Netanjahu schaltet auf stur

Der israelische Ministerpräsident läßt das für heute in Washington vorgesehene Gipfeltreffen platzen. Vorerst kein weiterer Teilrückzug aus Palästina  ■ Aus Jerusalem Georg Baltissen

Die US-Regierung hat das für heute vorgesehene israelisch-palästinensische Gipfeltreffen in Washington abgesagt. US-Unterhändler Dennis Ross hatte das ganze Wochenende über vergeblich versucht, Israels Regierungschef Benjamin Netanjahu zu einer Annahme der US-Vorschläge über einen 13prozentigen Teilrückzug zu bewegen. Er war auf ausdrückliches Ersuchen Netanjahus am Freitag in Israel eingetroffen und mehrfach mit Netanjahu zusammengekommen. Weder Ross noch Netanjahu gaben offizielle Erklärungen zum Inhalt ihrer Gespräche ab. Nach einem Treffen mit Palästinenserpräsident Jassir Arafat in Ramallah erklärte Ross lediglich: „Die Differenzen sind nicht groß, aber sie bestehen weiter.“

Nach dem Londoner Treffen vor einer Woche hatte die US-Regierung beide Parteien nach Washington eingeladen unter der Bedingung, daß zuvor eine Einigung über den zweiten israelischen Teilrückzug gefunden werden müsse. Während die Palästinenser dem US-Vorschlag zugestimmt haben, will Israels Regierung nur einen Rückzug zwischen 9 und 11 Prozent akzeptieren. Bevor Ross gestern in die USA zurückkehrte, traf er mit Israels Präsident Ezer Weizman zusammen. Weizman erklärte danach, jeder, der von einem Fortschritt im Friedensprozeß spreche, sage schlicht die Unwahrheit.
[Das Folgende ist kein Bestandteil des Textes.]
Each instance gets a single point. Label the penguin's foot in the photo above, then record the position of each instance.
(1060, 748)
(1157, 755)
Das vorgesehene Gipfeltreffen zwischen US-Präsident Bill Clinton, Netanjahu und Arafat soll jetzt eventuell Mitte oder Ende Mai nachgeholt werden. Allerdings sind die Aussichten so vage wie der Termin. Nach Presseberichten waren die Gespräche zwischen Ross und Netanjahu nicht gerade von freundlicher Atmosphäre geprägt. Im israelischen Fernsehen erklärte Netanjahu wiederholt, er werde sich keinem „US- Diktat“ beugen. Er warf der US- Regierung vor, vertragsbrüchig zu sein. „Wir halten das Begleitschreiben von US-Außenminister Warren Christopher in Händen. Danach bestimmt Israel allein über seine Sicherheit und den Umfang des Rückzugs“, sagte Netanjahu unter Verweis auf den Zusatzbrief zum Hebron-Abkommen. „Keine Regierung der Welt wäre so verantwortungslos, den Schutz ihrer Frauen und Kinder preiszugeben“, sagte er in Anspielung auf die israelischen Siedler. Ungewollt bestätigte er damit, welch großes Hindernis die Siedlungen für den Friedensprozeß sind.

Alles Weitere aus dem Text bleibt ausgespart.